Dem Begriff Erlebnispädagogik begegnet man in der Praxis der Sozialen Arbeit immer häufiger. Zahlreiche Angebote und Konzepte werden durch den Zusatz erlebnispädagogisch von Bedeutung zu sein ergänzt bzw., so scheint es, aufgewertet. Aber ist tatsächlich alles wo Erlebnispädagogik draufsteht, auch Erlebnispädagogik drin. Wenn ja, dann stellt sich die Frage, warum dies so ist. Scheint die Situation eines/einer Systemsprenger*in ausweglos, wird oftmals die „Erlebnispädagogik-Karte“ gezückt. Eine Art Trumpf der Sozialpädagogik?

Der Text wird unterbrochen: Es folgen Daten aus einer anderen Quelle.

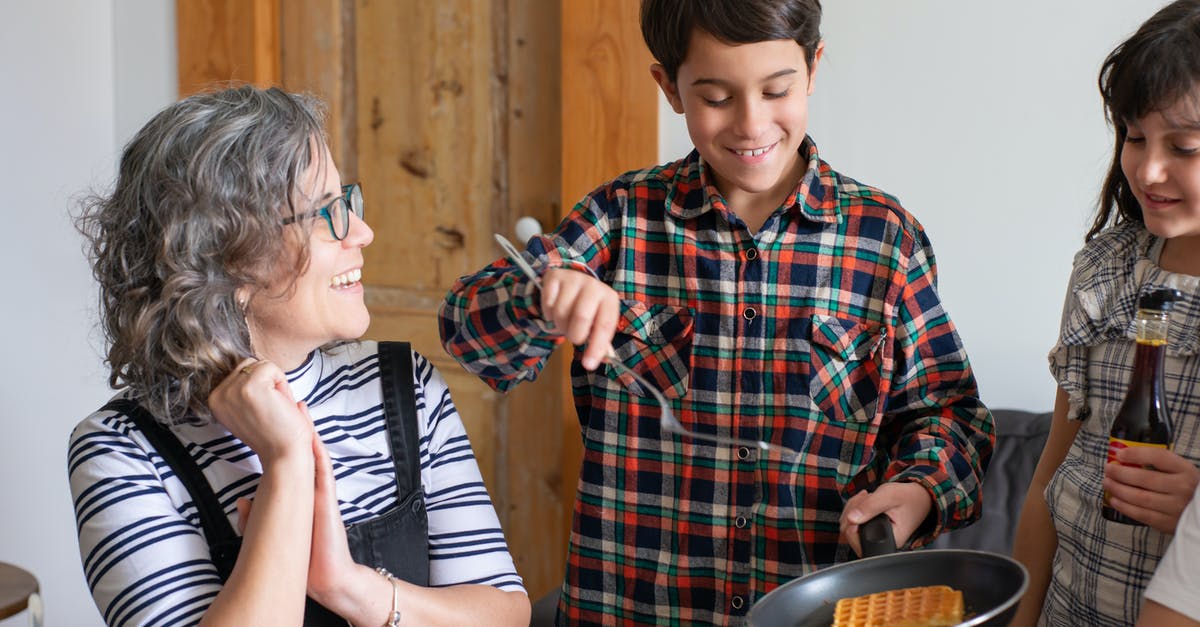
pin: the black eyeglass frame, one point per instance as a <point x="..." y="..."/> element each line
<point x="349" y="201"/>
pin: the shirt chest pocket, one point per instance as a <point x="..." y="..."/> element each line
<point x="654" y="341"/>
<point x="845" y="374"/>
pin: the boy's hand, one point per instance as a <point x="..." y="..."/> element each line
<point x="1155" y="496"/>
<point x="583" y="309"/>
<point x="905" y="503"/>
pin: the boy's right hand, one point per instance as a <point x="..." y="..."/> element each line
<point x="583" y="309"/>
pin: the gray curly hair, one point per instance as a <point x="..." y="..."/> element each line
<point x="193" y="221"/>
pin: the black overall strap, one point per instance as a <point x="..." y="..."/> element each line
<point x="400" y="410"/>
<point x="223" y="542"/>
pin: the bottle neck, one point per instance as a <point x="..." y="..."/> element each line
<point x="1147" y="365"/>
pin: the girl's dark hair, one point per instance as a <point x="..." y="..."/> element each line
<point x="1151" y="71"/>
<point x="192" y="224"/>
<point x="667" y="25"/>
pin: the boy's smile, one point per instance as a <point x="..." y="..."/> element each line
<point x="747" y="111"/>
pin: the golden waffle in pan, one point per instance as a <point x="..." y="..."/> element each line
<point x="910" y="607"/>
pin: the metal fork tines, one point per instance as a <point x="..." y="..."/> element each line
<point x="669" y="421"/>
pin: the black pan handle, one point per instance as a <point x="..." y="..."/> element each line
<point x="876" y="537"/>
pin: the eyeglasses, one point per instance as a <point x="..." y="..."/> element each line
<point x="670" y="423"/>
<point x="337" y="213"/>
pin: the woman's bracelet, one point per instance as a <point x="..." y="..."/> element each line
<point x="394" y="617"/>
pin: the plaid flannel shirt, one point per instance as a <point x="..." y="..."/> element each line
<point x="1101" y="568"/>
<point x="822" y="332"/>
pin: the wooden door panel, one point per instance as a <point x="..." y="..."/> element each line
<point x="426" y="138"/>
<point x="227" y="40"/>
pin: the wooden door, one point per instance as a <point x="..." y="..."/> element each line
<point x="459" y="117"/>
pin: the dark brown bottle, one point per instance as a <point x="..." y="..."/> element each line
<point x="1143" y="419"/>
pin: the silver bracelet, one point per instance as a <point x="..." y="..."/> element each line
<point x="394" y="617"/>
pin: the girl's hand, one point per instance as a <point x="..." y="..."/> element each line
<point x="1156" y="495"/>
<point x="906" y="503"/>
<point x="583" y="309"/>
<point x="255" y="404"/>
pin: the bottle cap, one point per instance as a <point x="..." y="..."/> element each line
<point x="1159" y="299"/>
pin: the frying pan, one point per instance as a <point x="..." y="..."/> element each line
<point x="991" y="584"/>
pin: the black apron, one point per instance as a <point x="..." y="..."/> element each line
<point x="396" y="541"/>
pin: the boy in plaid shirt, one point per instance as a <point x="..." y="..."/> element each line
<point x="768" y="297"/>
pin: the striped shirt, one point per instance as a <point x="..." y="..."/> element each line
<point x="144" y="556"/>
<point x="1101" y="568"/>
<point x="822" y="332"/>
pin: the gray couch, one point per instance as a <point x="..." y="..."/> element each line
<point x="1020" y="436"/>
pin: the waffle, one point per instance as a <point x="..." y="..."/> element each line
<point x="910" y="607"/>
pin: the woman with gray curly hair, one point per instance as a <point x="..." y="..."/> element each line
<point x="229" y="257"/>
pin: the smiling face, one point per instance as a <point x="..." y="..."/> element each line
<point x="747" y="108"/>
<point x="324" y="304"/>
<point x="1161" y="159"/>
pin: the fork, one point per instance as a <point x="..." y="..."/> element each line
<point x="669" y="422"/>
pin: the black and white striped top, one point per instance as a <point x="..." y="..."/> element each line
<point x="139" y="537"/>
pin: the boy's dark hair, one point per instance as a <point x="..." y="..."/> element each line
<point x="1151" y="71"/>
<point x="667" y="25"/>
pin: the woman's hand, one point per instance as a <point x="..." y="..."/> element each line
<point x="906" y="503"/>
<point x="1153" y="495"/>
<point x="583" y="309"/>
<point x="329" y="559"/>
<point x="255" y="404"/>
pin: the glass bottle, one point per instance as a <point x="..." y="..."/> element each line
<point x="1143" y="419"/>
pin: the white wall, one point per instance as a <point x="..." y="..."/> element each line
<point x="984" y="119"/>
<point x="75" y="76"/>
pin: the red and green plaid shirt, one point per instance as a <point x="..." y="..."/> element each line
<point x="823" y="332"/>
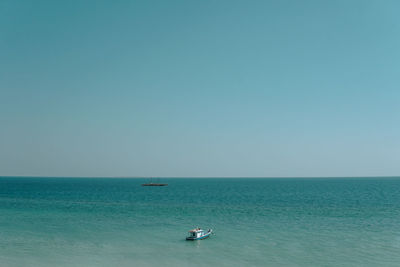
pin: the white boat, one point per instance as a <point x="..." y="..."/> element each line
<point x="198" y="233"/>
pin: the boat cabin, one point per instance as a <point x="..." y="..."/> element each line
<point x="195" y="233"/>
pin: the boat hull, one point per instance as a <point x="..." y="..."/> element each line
<point x="198" y="238"/>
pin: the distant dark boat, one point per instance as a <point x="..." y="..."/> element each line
<point x="154" y="184"/>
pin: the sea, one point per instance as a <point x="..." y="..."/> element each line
<point x="256" y="222"/>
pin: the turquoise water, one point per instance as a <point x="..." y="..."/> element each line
<point x="257" y="222"/>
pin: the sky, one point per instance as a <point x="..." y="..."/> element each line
<point x="200" y="88"/>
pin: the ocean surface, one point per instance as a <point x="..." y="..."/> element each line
<point x="257" y="222"/>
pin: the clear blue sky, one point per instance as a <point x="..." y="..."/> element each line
<point x="200" y="88"/>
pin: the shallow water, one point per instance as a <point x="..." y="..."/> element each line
<point x="257" y="222"/>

Diese Arbeit stellt die Erlebnispädagogik als Methode der Sozialen Arbeit vor und weist anhand der theoretischen Erkenntnisse auf Grenzen dieser Methode hin und kritisiert diese auf konstruktive Art und Weise.
Inhalt
1. Einleitung
2. Definitionen
2.1 Erlebnispädagogik
2.2 Erlebnis
2.3 Abenteuer
3. Geschichte und theoretische Grundlagen
4. Rechtliche Verankerung
5. Ansätze und Merkmale
6. Ziele und Zielgruppen
7. Methoden und Angebote
8. Kritik
9. Fazit und Ausblick
Literaturverzeichnis
1. Einleitung
„Wir vermögen mehr, als wir glauben.
Wenn wir das erleben, werden wir uns nicht mehr mit weniger zufrieden geben.“
(Kurt Hahn)
Dem Begriff Erlebnispädagogik begegnet man in der Praxis der Sozialen Arbeit immer häufiger. Zahlreiche Angebote und Konzepte werden durch den Zusatz erlebnispädagogisch von Bedeutung zu sein ergänzt bzw., so scheint es, aufgewertet. Aber ist tatsächlich alles wo Erlebnispädagogik draufsteht, auch Erlebnispädagogik drin. Wenn ja, dann stellt sich die Frage, warum dies so ist. Scheint die Situation eines/einer sogenannten Problemjugendlichen ausweglos, wird oftmals die „Erlebnispädagogik-Karte“ gezückt. Eine Art Trumpf der Sozialpädagogik?
Ziel dieser Arbeit ist es die Erlebnispädagogik als Methode der Sozialen Arbeit vorzustellen und anhand der theoretischen Erkenntnisse diese Methode konstruktiv zu kritisieren sowie auf Grenzen dieser Methode hinzuweisen.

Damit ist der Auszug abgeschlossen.